At Cartersville First Baptist Church, located at 241 Douthit Ferry Road, a Christmas Eve Community Service will begin Friday at 5 p.m. Described by Frank Bennett, the church's worship pastor, as "a rock band kind of driven service with choir and carols and candles," the service will feature a variety of elements, including a message from the pastor, inspirational videos and traditional carols, such as "O Come, All Ye Faithful," "Angels We Have Heard on High," "Joy to the World" and "Silent Night."

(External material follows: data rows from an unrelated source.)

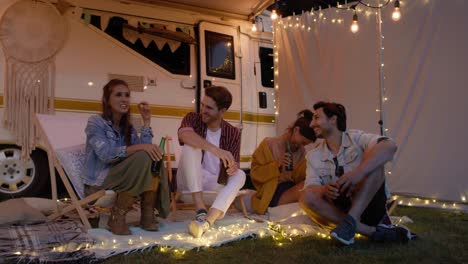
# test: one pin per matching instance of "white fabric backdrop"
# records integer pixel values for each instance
(425, 66)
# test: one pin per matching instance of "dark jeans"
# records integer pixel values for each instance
(373, 213)
(282, 187)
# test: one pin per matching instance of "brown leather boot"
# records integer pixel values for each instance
(117, 223)
(148, 220)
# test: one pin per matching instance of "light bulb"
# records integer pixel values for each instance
(396, 15)
(354, 25)
(274, 15)
(254, 27)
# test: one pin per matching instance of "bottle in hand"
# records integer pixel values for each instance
(289, 167)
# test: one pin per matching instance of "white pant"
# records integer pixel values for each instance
(192, 177)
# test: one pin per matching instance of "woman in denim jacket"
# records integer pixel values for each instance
(118, 159)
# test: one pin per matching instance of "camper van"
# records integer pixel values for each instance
(168, 51)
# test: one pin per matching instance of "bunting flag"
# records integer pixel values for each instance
(105, 18)
(130, 35)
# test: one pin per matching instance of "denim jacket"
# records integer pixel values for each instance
(321, 167)
(105, 146)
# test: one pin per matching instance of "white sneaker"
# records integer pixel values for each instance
(198, 228)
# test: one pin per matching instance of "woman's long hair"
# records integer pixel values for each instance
(303, 120)
(125, 125)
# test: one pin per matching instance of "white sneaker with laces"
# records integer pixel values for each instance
(198, 228)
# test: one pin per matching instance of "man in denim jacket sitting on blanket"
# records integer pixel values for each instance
(345, 180)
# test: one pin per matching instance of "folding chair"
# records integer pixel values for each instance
(64, 139)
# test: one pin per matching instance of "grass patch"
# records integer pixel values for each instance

"I think probably what I enjoy the most is the spirit of people at Christmas. It's a time of year where everybody enjoys seeing other people," said Doug Belisle, adult ministry pastor for Cartersville First Baptist. "So it's a very friendly atmosphere and it's a very open atmosphere to be able to come in and meet new people and see people that you haven't seen in a long time. Usually there's family from out of town that have come in, so for me it's a great time to be able to see people that you haven't seen in a long time and just get together and celebrate the reason for Christmas.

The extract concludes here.